If the court does agree with the plaintiffs in King v. Burwell, it could make the health care coverage unaffordable for millions. The ruling could effectively upend the entire health care law, creating an even bigger rift between the mostly-blue states that have embraced aspects of Obamacare and the red states that haven't.
However, more than two dozen Democrats and Republicans told the New York Times that this is never what they intended.
"It was never part of our conversations at any point," said former Sen. Olympia Snowe, a Maine Republican who helped draft the law as part of the Senate Finance Committee. "Why would we have wanted to deny people subsidies?"
The King v. Burwell case rests on the interpretation of one sentence in the Affordable Care Act: Section 1311 of the law says the federal government will give subsidies to eligible consumers who buy insurance from an exchange "established by the State."
The conservative plaintiffs argue that Congress explicitly denied subsidies to any customers who buy insurance on the federally-run marketplace. If that's case, as many as 7.5 million Americans could lose access to subsidies.
Congressional intent is one major factor that the Supreme Court will consider in this case, and the Times' reporting gives the latest confirmation that Congress never intended to deny subsidies to any customers.

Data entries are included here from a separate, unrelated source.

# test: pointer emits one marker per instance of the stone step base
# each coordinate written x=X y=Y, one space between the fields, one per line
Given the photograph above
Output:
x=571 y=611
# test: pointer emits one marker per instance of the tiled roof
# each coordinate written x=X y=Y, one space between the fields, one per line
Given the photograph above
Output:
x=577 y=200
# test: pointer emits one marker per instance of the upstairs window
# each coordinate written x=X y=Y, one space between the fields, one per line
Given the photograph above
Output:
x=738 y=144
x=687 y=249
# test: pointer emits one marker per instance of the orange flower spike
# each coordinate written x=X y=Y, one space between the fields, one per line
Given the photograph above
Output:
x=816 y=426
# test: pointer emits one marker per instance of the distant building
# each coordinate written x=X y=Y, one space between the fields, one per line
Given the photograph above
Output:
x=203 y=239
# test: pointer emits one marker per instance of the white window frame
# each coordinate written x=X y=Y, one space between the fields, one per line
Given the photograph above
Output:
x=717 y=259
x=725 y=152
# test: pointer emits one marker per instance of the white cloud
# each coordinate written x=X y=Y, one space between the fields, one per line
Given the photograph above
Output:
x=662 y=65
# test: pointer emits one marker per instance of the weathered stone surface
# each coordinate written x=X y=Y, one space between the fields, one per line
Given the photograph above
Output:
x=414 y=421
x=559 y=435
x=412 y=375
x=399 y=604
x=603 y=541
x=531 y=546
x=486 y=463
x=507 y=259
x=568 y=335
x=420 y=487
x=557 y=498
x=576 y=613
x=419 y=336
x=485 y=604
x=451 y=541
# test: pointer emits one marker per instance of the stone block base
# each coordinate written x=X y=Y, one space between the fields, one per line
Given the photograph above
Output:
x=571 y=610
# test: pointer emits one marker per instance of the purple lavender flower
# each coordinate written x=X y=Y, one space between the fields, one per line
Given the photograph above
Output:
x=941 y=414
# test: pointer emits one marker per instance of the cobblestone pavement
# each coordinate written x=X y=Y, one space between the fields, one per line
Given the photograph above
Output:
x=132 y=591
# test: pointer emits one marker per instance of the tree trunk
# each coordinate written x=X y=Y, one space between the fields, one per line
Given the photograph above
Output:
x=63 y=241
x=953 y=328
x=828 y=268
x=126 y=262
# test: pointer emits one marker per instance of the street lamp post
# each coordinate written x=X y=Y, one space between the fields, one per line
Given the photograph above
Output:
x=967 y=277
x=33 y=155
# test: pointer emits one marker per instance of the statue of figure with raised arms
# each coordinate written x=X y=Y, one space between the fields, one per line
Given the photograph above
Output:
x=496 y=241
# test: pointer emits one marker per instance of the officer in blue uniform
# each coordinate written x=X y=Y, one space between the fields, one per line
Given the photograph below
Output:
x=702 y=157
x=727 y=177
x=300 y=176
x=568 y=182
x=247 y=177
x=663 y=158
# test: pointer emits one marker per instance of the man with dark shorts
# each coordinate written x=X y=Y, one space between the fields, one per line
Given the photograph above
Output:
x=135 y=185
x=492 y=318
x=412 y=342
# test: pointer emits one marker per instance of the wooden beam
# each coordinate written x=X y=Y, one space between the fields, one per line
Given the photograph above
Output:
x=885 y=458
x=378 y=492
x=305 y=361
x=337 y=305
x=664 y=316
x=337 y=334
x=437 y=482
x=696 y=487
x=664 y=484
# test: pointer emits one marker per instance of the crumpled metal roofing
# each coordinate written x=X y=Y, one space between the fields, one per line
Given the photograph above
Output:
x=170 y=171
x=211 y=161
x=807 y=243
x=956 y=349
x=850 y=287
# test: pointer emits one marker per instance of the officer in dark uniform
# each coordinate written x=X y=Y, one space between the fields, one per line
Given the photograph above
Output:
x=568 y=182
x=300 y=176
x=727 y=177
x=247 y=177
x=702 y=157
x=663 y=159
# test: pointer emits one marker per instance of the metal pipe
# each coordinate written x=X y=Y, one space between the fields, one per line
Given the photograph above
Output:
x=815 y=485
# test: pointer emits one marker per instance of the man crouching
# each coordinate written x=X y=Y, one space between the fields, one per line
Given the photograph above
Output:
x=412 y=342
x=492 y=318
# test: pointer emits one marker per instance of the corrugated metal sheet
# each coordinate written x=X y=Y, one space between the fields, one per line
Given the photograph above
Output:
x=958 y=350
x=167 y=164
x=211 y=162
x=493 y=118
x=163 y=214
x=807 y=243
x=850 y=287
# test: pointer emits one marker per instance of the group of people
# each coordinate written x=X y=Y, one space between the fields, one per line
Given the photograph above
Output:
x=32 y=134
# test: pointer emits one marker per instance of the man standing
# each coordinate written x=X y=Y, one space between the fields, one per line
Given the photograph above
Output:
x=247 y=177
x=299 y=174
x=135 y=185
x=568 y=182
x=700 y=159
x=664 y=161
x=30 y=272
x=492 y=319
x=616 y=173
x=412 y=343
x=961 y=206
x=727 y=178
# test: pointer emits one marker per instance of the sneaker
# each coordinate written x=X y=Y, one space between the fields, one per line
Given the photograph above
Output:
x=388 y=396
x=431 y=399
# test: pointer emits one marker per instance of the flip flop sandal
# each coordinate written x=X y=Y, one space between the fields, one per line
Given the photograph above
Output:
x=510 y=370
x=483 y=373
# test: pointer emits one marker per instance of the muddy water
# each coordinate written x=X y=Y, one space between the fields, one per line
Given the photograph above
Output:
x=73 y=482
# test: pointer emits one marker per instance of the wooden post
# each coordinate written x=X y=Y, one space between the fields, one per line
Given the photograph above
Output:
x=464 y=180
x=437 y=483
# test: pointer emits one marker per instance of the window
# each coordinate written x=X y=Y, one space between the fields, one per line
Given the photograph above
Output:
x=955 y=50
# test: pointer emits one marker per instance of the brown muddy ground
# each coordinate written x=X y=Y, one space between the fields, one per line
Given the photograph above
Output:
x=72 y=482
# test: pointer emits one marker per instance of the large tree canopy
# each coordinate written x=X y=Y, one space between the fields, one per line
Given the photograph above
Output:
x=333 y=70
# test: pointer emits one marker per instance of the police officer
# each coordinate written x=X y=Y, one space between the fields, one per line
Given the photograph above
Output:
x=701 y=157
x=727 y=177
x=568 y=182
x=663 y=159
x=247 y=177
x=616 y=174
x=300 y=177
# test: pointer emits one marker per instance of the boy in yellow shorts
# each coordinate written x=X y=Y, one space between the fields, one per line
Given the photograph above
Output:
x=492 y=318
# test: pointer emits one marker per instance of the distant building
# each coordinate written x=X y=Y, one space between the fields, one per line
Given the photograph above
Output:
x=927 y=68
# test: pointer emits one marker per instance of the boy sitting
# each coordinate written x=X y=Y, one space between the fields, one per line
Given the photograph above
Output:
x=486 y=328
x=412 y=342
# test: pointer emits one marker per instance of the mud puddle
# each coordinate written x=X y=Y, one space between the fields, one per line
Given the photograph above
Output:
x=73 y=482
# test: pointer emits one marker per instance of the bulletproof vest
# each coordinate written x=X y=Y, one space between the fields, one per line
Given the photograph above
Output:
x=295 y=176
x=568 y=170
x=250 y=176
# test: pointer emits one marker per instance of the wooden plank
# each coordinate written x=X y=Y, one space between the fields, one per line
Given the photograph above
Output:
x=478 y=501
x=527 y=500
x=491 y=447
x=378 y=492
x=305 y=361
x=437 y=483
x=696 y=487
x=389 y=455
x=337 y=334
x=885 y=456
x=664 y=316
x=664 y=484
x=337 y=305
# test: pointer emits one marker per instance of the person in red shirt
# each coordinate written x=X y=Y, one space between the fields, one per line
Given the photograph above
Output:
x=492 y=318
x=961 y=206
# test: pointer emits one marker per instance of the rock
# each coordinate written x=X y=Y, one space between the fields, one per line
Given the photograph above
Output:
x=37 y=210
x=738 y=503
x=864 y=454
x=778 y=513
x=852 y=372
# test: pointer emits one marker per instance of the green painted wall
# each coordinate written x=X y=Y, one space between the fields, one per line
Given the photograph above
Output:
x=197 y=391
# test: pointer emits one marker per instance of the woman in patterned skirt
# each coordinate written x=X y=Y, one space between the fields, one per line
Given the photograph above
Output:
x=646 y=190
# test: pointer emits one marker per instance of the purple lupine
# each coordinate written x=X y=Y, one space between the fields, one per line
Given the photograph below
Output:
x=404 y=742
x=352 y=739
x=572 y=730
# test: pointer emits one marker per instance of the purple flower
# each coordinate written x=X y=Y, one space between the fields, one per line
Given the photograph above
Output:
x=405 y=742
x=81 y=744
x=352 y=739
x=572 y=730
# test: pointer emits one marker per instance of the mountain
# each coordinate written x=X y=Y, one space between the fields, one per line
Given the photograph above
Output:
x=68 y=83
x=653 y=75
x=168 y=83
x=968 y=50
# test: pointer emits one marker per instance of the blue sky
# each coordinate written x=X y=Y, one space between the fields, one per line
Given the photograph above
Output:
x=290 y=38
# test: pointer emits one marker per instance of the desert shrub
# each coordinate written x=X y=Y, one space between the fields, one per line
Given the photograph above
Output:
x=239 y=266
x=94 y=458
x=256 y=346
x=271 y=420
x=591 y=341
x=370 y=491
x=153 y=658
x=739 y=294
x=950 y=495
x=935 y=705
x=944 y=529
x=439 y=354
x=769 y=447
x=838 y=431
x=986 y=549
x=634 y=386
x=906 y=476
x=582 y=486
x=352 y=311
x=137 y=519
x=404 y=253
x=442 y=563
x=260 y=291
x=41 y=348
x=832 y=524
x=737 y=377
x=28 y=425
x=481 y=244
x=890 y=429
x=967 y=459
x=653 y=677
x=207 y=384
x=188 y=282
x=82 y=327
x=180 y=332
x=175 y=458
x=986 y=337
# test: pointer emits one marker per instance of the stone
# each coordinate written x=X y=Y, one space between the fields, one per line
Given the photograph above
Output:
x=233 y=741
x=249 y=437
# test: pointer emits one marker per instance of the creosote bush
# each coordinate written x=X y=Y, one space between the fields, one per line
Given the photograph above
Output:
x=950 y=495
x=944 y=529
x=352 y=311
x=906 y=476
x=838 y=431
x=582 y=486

The Democrats and Republicans interviewed "described the words as 'inadvertent,' 'inartful' or 'a drafting error,'" the Times' Robert Pear wrote. "But none supported the contention of the plaintiffs."
Before the Supreme Court agreed to consider this case, seven high-ranking Democrats who helped craft Obamacare, as well as dozens of state lawmakers, filed a brief with the court to explain the true intent of the law. "The purpose of the tax credit provision was to facilitate access to affordable insurance through the Exchanges--not, as Appellants would have it, to incentivize the establishment of state Exchanges above all else, and certainly not to thwart Congress's fundamental purpose of making insurance affordable for all Americans," they wrote.
Additionally, congressional staffers who helped draft the law told the Washington Post last year that there was no intent to deny subsidies to federal Obamacare shoppers.
The origins of the phrase "established by the State" appears to lie in the merging of two different drafts of the bill -- one written by the Senate Finance Committee and one written by the Senate Health, Education, Labor and Pensions (HELP) Committee. The HELP Committee's draft clearly allowed the distribution of subsidies in states that relied on the federal marketplace. The Finance Committee's draft did not. Conservatives argue that Congress, in its final version, must have deliberately omitted the HELP Committee's endorsement of nationwide subsidies.
When then-Senate Majority Leader Harry Reid, D-Nevada, merged the two bills, he left out a key line from the HELP Committee's bill, which clarified that the federal marketplace "shall be deemed to be a participating state." However, the Times reports that the omission wasn't intentional.
"I remember meeting after meeting in which we went through the language of the legislation line by line," Robert D. Greenawalt, who worked as a senior tax adviser to Reid, told the Times. "I do not recall any discussion of a distinction between federal and state exchanges for the purpose of subsidies."